1) If initial investment is $ 35,000 invested for 7 years with 11% p. a compound interest rate. Then after 7 years total Accumulated fund = $ 35,000 X PVIFA of 11% for 7 years

Accumulated fund = $ 35,000 X 2.07616 = $ 72,665.6 or $ 72,666

2) Interest rate = 12% p. a

His initial investment =[ $ 53,000/1.12] + [ $ 53,000/1.2544] + [ $ 53,000 / 1.4049] + [ $ 53,000 / 1.5735] + [ $ 53,000 / 1.7623] = $ 47321.43 + $ 42,251.28 + $ 37,725.10 + $ 33,682.87 + $ 30,074.33 = $ 191,055.01 or $ 191,055 [ or $ 191,054 for marginal fractions of decimal ]

Note for understanding compounding of interest :

1st year = 1 X 112% = 1.12 [ 100% for principal and 12% interest rate.]
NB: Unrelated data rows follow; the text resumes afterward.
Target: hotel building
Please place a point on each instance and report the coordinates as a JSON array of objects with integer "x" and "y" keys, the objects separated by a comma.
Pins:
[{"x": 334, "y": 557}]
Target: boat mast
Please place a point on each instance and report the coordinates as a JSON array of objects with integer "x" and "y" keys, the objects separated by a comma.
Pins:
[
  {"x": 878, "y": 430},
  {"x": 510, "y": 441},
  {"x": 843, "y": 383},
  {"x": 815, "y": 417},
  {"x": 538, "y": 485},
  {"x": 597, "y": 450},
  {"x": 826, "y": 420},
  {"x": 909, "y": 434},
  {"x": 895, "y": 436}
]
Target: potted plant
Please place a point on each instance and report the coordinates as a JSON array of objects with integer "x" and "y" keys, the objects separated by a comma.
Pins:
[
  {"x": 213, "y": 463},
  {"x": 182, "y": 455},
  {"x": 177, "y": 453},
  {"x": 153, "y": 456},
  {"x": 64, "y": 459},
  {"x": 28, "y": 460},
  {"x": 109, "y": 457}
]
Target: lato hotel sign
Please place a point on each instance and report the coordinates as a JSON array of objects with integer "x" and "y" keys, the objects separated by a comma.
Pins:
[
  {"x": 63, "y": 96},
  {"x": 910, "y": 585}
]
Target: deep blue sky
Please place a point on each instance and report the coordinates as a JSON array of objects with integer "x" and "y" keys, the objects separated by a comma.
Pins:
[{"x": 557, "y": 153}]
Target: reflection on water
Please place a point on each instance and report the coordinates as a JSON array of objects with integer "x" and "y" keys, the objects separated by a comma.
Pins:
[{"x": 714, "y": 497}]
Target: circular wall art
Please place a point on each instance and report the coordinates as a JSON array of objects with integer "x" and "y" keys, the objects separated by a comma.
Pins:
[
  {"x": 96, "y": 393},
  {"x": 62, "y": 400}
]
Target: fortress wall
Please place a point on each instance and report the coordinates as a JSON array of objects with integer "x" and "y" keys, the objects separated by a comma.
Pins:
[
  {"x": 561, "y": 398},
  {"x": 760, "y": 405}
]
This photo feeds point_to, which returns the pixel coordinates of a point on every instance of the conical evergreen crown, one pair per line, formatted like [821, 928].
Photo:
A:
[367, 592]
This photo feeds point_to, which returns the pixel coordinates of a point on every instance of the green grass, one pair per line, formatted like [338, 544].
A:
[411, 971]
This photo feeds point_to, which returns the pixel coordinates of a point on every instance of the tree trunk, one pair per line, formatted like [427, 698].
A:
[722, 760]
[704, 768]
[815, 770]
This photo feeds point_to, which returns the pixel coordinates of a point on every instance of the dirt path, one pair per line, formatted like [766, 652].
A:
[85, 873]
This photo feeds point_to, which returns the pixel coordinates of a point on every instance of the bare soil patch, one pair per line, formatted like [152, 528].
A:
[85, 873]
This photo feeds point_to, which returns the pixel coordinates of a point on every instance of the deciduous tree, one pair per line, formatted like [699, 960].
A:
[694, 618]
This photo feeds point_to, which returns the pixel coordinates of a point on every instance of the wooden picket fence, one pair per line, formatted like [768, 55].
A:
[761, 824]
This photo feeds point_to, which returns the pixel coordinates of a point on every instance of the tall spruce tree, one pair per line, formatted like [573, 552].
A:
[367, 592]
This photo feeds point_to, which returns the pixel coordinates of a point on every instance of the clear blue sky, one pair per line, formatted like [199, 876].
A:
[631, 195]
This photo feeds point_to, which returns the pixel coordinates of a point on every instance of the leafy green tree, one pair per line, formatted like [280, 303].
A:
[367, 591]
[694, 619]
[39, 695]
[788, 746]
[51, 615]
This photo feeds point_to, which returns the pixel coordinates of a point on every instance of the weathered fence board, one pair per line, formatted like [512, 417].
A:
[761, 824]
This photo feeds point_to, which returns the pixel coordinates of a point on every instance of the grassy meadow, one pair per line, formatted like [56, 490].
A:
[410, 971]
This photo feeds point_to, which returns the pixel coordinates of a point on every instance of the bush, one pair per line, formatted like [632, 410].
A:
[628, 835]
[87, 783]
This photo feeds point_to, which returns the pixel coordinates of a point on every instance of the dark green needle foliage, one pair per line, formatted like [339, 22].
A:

2nd year = 1.12 X 112% = 1.2544

3rd year = 1.2544 X 112% = 1.4049

4th year = 1.4049 X 112% = 1.5735

5th year = 1.5735 X 112% = 1.7623

3) Present value of 1st option of payment :-

Present value = $ 790 + [ $ 1,450 X present value factor at 7% interest for 7 years]  

Present value of payment option 1 = $ 790 + [ $ 1,450 X 0.62275] = $ 1,692.99 or $ 1,693

Present value of option 2:-

Present value of 2nd option = $ 2,800 X present value factor at 7% interest for 8 years

Present value of 2nd option = $ 2,800 X 0.58201 = $ 1,629.63 or $ 1,630

So, payment option 2 will be more preferable on the basis of present value basis.